Dutch architect Rem Koolhaas and his associate Clément Blanchet were responsible for the chilly design of the new restaurant opened by chef Inaki Aizpitarte right next to his acclaimed Chateaubriand. The one wall that isn’t marble is glass, looking out on to the street.
Marble doesn’t exactly absorb the noise of 50 happy lunchers at Le Dauphin either, but since most of them had grown up with earphones jammed in their ears, they were unaware of the racket they were making.
The lunchers were happy, I’m sure, because the food was so good. The fact that we were all eating basically the same thing doesn’t detract from the fact that it was really, really good.
If you lunch with a companion, as I did, you can taste everything on the menu, as we did: a choice of two starters, two main dishes, and cheese or a dessert. We had been attracted by the idea of Aizpitarte’s take on tapas, but (and I’m not complaining) there ain’t no tapas at lunchtime, just the set menu.

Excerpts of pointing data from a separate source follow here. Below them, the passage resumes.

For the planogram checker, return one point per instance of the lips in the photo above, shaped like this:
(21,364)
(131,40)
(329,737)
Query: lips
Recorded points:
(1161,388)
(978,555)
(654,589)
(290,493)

One of the starters was a dish of deconstructed shredded carrot mixed with pieces of smoked fish, whose flavor bounced off the sweetness of the carrot, sitting in a tomato-based sauce. The other starter was seared scallops with some perfect vegetables. The touch of cédrat (citron) in the mayonnaise on top was a sophisticated version of the humbler lemon juice usually squeezed on fish. Superb execution.
The crafty thing about the main dishes was that only the protein changed. The menu offered either beef cheek or cod (not sustainably sourced; the Aizpitarte lookalike waiter seemed bemused by the question – why doesn’t Aizpitarte care about the criminal overfishing of cod stocks?). Both were served with the same celeriac purée and red beets. Again, the cooking, execution and presentation could hardly be bettered.
The cheese was a good camembert, served at room temperature, and the sweet dessert was an apple or pear crumble: the fruit had been caramelized to within an inch of its life, so I wasn’t quite sure what fruit we were eating. But that wasn’t going to stop me: again, absolutely no complaints.
Inaki Aizpitarte is not only a good chef, but also a good restaurateur: He knows how to get people through the door and show them a good time. This is no hushed temple to the great French gastronomic tradition, in spite of all that marble (it’s even on the ceiling: I wouldn’t like to be underneath it if one of those slabs broke loose). Le Dauphin is a humming foodie paradise.
Le Dauphin: 131, avenue Parmentier, 75011 Paris. Métro: Goncourt. Tel.: 01 55 28 78 88. Nearest Vélib station: 140, avenue Parmentier. Open Tuesday-Friday for lunch and dinner, Saturday for dinner only. Fixed-price lunch menu: €27 (three courses). Tapas in the evening: €5-€12 per serving.